When assessing Santos’ record, over his last eight jobs he has only suffered defeat on 10 or more occasions with one club (PAOK – 26 over three seasons), which highlights not only that he has clocked up plenty of air miles between Portugal and Greece over more than a decade, but also that he knows how to avoid defeat. In international management that much is a pre-requisite and all but guarantees success major tournaments.

Portugal may have drawn six of their seven matches in 90 minutes this summer, finishing third in a group behind Hungary and Iceland, but their fans couldn’t care less given the eventual outcome in France. Santos’ pragmatic approach had been the reason he was given short shrift in Portugal before, leading to too many draws that ultimately saw the three big clubs all finish third under his stewardship, but that matters little at this level when you have drilled a team to be so organised that it is more than capable of keeping its shape into extra time. That they conceded just once in 450 minutes of knockout football is testament to that management.

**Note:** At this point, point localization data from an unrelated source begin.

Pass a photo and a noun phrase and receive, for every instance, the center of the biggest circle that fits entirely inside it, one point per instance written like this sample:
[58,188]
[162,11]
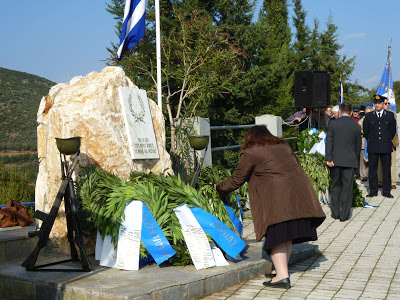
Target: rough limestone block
[89,107]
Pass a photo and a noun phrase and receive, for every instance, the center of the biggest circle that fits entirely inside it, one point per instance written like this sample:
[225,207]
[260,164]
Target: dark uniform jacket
[379,132]
[279,188]
[343,143]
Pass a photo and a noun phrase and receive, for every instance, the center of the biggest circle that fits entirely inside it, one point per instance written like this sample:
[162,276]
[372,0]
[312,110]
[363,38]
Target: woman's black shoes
[283,284]
[269,275]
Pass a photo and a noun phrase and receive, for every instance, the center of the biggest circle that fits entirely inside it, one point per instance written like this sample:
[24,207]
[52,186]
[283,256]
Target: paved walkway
[359,259]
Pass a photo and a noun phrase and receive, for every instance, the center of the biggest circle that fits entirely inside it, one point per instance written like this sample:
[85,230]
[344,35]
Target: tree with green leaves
[327,58]
[302,45]
[200,61]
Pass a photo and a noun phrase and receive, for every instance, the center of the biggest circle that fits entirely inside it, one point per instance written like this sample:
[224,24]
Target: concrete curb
[150,282]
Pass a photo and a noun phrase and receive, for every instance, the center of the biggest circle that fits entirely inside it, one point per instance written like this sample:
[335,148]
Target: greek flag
[340,92]
[383,88]
[133,26]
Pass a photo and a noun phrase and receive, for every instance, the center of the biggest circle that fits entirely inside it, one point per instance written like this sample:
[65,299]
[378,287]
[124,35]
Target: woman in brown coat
[283,202]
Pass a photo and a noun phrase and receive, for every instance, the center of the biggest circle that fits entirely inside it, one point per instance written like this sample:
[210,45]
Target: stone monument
[89,107]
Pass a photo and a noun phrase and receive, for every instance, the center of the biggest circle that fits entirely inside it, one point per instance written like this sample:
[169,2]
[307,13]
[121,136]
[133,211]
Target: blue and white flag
[154,239]
[133,26]
[385,89]
[341,99]
[226,239]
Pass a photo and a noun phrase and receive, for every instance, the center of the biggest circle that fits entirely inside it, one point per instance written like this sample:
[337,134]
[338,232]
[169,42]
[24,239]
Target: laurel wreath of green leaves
[104,196]
[138,117]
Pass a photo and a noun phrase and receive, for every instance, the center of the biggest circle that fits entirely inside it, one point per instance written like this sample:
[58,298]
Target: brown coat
[279,188]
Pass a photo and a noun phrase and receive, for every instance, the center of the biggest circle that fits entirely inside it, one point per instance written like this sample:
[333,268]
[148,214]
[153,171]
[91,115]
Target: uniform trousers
[373,159]
[392,169]
[342,192]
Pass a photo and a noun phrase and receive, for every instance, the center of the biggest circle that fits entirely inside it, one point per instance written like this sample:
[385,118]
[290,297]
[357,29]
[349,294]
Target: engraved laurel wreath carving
[139,117]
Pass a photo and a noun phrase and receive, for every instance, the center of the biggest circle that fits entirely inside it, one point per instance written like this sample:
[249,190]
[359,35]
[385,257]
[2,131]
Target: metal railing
[237,127]
[226,128]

To draw too many comparisons to Greece in 2004 would be churlish. This Portugal side is packed with talent compared to the champions of 12 years ago. Nevertheless, that he took over a team at a low ebb suited Santos – he had previously excelled with very little weight of expectation in the past only to struggle when lured back to the prospect of silverware. Portugal’s 2-0 victory over Wales in the semi-final, after all, was their first in a competitive game by more than a single goal since beating Luxembourg almost three years ago.

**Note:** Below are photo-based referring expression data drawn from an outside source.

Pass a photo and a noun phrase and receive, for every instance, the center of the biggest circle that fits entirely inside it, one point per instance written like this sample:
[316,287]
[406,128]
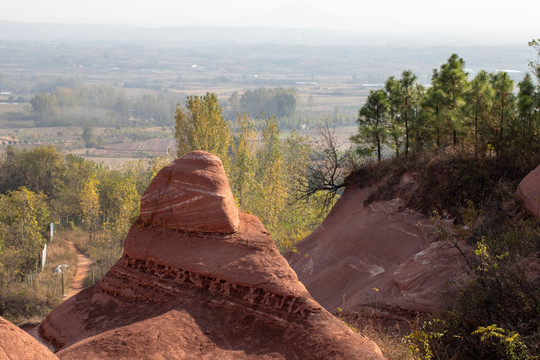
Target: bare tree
[329,167]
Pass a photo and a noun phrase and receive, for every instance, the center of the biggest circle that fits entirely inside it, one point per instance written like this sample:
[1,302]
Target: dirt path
[83,266]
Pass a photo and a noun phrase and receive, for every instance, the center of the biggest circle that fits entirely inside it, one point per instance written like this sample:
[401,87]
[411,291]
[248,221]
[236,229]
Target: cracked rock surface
[198,280]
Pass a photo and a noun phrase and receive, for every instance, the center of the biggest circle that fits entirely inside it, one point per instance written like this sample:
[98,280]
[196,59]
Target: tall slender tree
[201,126]
[451,81]
[503,107]
[479,99]
[373,123]
[527,112]
[408,88]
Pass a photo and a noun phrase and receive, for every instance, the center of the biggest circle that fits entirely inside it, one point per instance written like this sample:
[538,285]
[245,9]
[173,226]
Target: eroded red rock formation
[375,256]
[528,192]
[17,344]
[198,280]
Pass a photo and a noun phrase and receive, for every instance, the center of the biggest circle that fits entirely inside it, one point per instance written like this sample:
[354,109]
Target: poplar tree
[527,112]
[201,126]
[243,173]
[394,96]
[89,200]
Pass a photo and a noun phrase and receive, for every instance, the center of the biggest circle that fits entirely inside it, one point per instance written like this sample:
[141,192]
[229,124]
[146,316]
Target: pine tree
[373,123]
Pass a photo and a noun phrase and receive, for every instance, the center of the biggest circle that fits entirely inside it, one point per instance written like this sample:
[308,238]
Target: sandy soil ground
[83,266]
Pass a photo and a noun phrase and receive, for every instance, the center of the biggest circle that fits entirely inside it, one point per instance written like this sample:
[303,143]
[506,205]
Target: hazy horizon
[462,21]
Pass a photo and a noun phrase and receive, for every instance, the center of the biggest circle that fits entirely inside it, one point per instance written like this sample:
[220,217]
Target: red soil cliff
[375,256]
[198,280]
[17,344]
[528,192]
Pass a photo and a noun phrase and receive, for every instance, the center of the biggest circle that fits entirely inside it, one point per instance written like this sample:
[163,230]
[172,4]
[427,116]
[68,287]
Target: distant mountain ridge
[207,35]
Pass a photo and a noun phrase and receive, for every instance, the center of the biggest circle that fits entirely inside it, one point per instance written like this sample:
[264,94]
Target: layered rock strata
[17,344]
[377,256]
[198,280]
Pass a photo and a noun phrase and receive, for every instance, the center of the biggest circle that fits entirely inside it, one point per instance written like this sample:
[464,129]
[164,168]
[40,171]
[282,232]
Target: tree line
[484,114]
[99,105]
[263,167]
[40,185]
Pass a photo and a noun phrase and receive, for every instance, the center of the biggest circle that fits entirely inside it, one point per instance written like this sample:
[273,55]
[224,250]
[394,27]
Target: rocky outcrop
[198,282]
[191,194]
[375,256]
[17,344]
[528,192]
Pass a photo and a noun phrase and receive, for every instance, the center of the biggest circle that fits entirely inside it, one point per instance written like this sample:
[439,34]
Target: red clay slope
[374,256]
[217,290]
[528,192]
[16,344]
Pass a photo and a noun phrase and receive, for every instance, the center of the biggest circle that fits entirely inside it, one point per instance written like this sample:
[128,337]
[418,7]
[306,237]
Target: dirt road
[83,266]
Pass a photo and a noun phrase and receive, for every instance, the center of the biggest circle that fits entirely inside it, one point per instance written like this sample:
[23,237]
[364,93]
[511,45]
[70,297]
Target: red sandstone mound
[16,344]
[376,256]
[528,192]
[198,280]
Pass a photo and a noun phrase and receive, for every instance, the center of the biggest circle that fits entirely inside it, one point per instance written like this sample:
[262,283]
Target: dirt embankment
[375,256]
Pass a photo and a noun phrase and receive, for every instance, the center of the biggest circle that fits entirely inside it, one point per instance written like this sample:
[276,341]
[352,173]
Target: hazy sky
[505,19]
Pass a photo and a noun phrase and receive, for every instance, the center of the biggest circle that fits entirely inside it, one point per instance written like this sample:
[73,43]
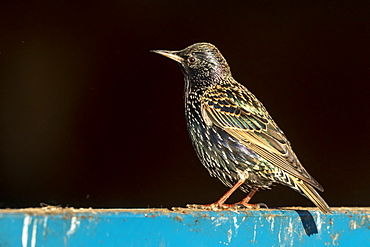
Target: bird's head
[200,62]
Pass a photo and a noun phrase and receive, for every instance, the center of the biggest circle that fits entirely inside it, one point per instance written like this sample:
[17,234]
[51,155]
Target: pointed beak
[169,54]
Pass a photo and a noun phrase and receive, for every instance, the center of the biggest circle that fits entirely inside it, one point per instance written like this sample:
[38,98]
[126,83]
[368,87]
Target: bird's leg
[220,203]
[246,199]
[222,200]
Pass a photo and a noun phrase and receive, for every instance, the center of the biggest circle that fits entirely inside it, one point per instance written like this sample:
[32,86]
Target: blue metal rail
[52,226]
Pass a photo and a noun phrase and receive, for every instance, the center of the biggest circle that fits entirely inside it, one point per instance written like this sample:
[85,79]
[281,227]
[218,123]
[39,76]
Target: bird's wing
[240,114]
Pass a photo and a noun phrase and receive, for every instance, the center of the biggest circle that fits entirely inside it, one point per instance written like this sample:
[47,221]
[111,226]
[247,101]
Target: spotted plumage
[234,136]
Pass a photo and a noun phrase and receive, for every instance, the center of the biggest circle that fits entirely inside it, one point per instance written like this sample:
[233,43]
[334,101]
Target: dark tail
[312,194]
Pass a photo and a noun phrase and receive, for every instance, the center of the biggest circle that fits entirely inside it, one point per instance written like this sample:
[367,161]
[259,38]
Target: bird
[233,134]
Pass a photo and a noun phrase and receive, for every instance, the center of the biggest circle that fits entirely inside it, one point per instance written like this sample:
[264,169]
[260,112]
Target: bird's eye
[191,59]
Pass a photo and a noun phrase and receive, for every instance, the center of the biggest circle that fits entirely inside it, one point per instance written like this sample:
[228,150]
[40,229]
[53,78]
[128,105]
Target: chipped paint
[75,223]
[26,223]
[264,227]
[353,225]
[34,233]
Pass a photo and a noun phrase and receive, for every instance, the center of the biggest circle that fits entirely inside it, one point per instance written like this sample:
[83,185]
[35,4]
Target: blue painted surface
[154,227]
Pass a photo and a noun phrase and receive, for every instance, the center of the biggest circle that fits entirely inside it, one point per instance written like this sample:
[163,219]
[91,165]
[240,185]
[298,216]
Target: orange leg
[222,200]
[246,199]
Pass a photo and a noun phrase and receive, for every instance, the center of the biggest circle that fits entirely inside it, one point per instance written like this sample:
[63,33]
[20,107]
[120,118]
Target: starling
[232,133]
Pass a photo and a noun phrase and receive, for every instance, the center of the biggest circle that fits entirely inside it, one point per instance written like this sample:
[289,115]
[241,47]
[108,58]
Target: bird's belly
[227,158]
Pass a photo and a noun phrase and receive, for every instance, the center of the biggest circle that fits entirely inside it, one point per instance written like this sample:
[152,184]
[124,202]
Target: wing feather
[249,122]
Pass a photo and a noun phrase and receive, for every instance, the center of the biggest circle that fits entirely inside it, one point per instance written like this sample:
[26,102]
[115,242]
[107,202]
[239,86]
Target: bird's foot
[248,205]
[218,206]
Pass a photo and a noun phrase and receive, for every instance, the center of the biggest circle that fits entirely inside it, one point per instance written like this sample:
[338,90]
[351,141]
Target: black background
[90,118]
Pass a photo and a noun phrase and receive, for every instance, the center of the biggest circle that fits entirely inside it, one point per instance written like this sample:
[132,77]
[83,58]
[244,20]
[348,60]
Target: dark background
[90,118]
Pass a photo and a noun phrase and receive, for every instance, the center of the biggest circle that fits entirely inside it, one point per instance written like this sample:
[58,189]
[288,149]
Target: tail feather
[312,194]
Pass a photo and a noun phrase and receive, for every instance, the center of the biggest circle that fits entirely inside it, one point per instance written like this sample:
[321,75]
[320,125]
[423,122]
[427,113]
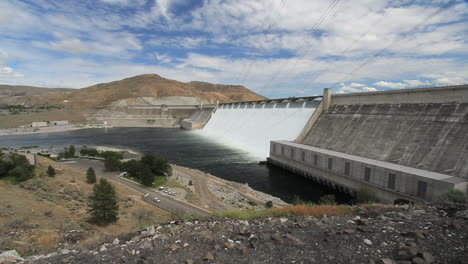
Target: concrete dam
[252,125]
[403,144]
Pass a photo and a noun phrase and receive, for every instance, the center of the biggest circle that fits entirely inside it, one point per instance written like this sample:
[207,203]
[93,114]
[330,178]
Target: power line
[370,29]
[398,40]
[303,41]
[258,48]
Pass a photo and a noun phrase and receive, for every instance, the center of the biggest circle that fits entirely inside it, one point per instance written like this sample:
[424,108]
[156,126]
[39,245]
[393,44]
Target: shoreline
[211,190]
[16,131]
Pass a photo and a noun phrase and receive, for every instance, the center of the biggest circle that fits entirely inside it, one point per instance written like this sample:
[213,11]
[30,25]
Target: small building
[39,124]
[58,123]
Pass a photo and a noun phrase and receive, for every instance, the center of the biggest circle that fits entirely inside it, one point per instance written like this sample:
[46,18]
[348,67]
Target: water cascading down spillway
[251,127]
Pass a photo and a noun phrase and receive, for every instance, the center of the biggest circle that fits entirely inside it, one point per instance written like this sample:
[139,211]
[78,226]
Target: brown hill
[83,102]
[152,85]
[147,85]
[19,94]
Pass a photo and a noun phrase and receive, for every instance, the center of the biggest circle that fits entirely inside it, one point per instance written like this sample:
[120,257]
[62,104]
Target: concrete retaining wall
[142,122]
[198,120]
[329,167]
[445,94]
[430,136]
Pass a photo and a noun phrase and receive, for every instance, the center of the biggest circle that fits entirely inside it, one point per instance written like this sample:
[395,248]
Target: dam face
[406,144]
[251,127]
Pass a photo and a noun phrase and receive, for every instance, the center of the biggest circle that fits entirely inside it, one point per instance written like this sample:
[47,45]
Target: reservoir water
[189,149]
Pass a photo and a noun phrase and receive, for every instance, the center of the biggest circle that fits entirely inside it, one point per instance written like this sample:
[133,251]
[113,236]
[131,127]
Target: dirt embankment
[46,213]
[372,234]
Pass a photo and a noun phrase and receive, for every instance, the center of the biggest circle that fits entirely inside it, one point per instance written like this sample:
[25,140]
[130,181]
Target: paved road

Santos knew that this was too reliant on one star player and that the talents of its support cast were being undermined. However, that they secured their best ever sporting achievement in the absence of a Eusébio, a Luís Figo or a Ronaldo promises to be hugely important to this team. They should no longer be considered as Cristiano and co. The captain remains their greatest player and one they will want to cling on to for some time, but Raphaël Guerreiro, William Carvalho and Renato Sanches – who are all below 25 – offer great hope for the future.

While Éder was the matchwinner on Sunday, his goal is evidence to the entire group that there is still room for heroes in this team beyond Ronaldo. After all, they’ve all secured that status already in the eyes of the fans and a manager who had his fair share of critics in his homeland before accepting the national team job.